People tell me that when that moment of craving something hits, that I just have to take a deep breath and you know think about something else, preoccupy my mind with something that is so totally opposite from eating so that I don't think of it and ultimately do it. Or when I'm heading to the fridge, to walk in the other direction and pick up a weight because when you're lifting weights you can't eat at the same time. (Which is bull because I've seen Homer do it lol). The thing is I know the tricks. I know what I have to do to lose weight. Eat healthy foods. Don't buy non-healthy things ie chocolate and ice cream and anything that has unatural sugars. And don't buy white bread (which actually I don't I buy whole grain this stuff called Jake's it's really good) and don't buy pop even if its diet because the aspartame will make you crave sugar anyways. I know all this stuff. I've been hearing it for years and the thing is - I'm selfish. I'm spoiled. I want sugar I want it now and yes I will have another truffle!

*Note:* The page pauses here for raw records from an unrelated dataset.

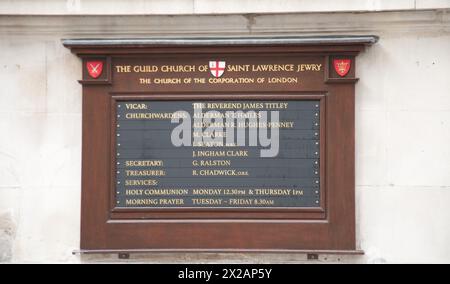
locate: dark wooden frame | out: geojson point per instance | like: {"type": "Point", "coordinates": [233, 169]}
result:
{"type": "Point", "coordinates": [330, 229]}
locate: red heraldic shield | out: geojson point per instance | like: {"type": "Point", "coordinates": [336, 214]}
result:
{"type": "Point", "coordinates": [342, 66]}
{"type": "Point", "coordinates": [95, 68]}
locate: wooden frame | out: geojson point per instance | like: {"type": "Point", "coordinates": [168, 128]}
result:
{"type": "Point", "coordinates": [329, 228]}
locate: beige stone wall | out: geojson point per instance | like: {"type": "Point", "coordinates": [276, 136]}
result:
{"type": "Point", "coordinates": [403, 124]}
{"type": "Point", "coordinates": [186, 7]}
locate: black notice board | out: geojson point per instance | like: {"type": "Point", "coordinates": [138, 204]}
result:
{"type": "Point", "coordinates": [153, 173]}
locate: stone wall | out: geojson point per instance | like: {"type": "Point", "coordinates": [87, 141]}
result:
{"type": "Point", "coordinates": [402, 121]}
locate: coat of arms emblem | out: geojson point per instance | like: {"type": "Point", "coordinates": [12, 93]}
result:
{"type": "Point", "coordinates": [95, 68]}
{"type": "Point", "coordinates": [342, 66]}
{"type": "Point", "coordinates": [217, 68]}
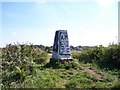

I'm also fat, lazy (no not all fat people are lazy), and I have a distemper when I'm hungry. I hate to exercise and if I don't want to exercise I won't. Doesn't mean I don't know how to, because I do. I've taken enough personal training classes to know the basics of lifting weights and balancing on balls. But I'm just a big ol' spoiled brat who doesn't want to so I won't and you can't make me. I'm a two-year-old having a temper tantrum because I'm being dragged away from the candy store and into the gym.
So I know all this, but what I really want to know is...How do I learn to want whats good for me? How do I become the smart healthy adult that maybe (I'm guessing) 33% of the healthy population has become. 'Cause reading Dr. Phil and seeing therapist after therapist has done nothing in the way of getting me to quite frankly...grow the fuck up.
I guess I'm at a stand-still. On one shoulder is the two-year-old throwing themselves a fit, and on the other is the healthy girl that I want to become. But she's fading. SHE's starving. No one can help me I know that. I can only do this for me.
Will I have to give up all my possessions and go on some spiritual journey through the Andes, I don't know, I hope not. Do I have to give up the things I love, like baking and gatherings that involve food? Probably, but I don't want to. Maybe I have to just maintain this blog, and stop trying to sound like I know what the fuck I'm talking about and start talking about the way I feel. The way food makes me feel and the way I want to feel.
Maybe I'm just talking out my ass again.